Thank you for your help with slow single threaded data receiving from Solr. Today I was able to reach a speed of 3Gigabit+ and got results that may be useful in the future.
I turned out to be wrong in assuming that the main problem is in the FastWriter output buffer, but this was the most obvious thing I found while studying the source code of different Solr Response Writers (they are inherited from him). I can't determine exactly where the problem is, but according to my experiments, it doesn't seem to be too deep, but somewhere in the process of the final transformation-sending data to the user. I would think that the problem is in the library/code that converts data to the output format, but it is very strange that the speed is almost independent (not by orders of magnitude, rather not significantly) on the selected format (csv, json, xml, python...), whether it is the fastest csv or the slowest xml. Perhaps the data is slow to arrive at these functions or is slowly converted/deserialized to them from the internal format, but the difference is up to 8 times slower than it could be.

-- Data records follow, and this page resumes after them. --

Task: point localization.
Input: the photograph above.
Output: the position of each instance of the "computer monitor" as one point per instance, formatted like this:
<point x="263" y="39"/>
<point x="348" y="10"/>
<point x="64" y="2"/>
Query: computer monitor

Just in case, I checked the performance of Streaming Expressions (the speed is less than with /select, and a very long wait for a response from the server before the data transfer begins and a huge memory consumption) and Exporting Result Sets too, but Exporting Result Sets only works with DocValues fields, and are not suitable for general use, since multiple restrictions are imposed on DocValues fields (for example, you cannot use DocValues on solr.TextField fields, only StrField).
Here's what I got:
- 3.66 Gb/s - HANDLER /export; wt=javabin; works only on docValues=true feild
- 2.95 Gb/s - HANDLER /select; wt=javabin; with stored=true docValues=false field
- 1.46 Gb/s - HANDLER /export; wt=json; works only on docValues=true feild
- 455 Mb/s - HANDLER /select; wt=csv; with stored=true docValues=false field
- 361 Mb/s - HANDLER /select; wt=json; with stored=true docValues=false field
In any case, the difference between javabin and other Response Writers is enormous. This gives me hope that the problem is not deep internal and can be fixed in the future. Solr itself can work at 3Gigabit speeds and this is not the limit of its Jetty, i.e. there is a lot to improve.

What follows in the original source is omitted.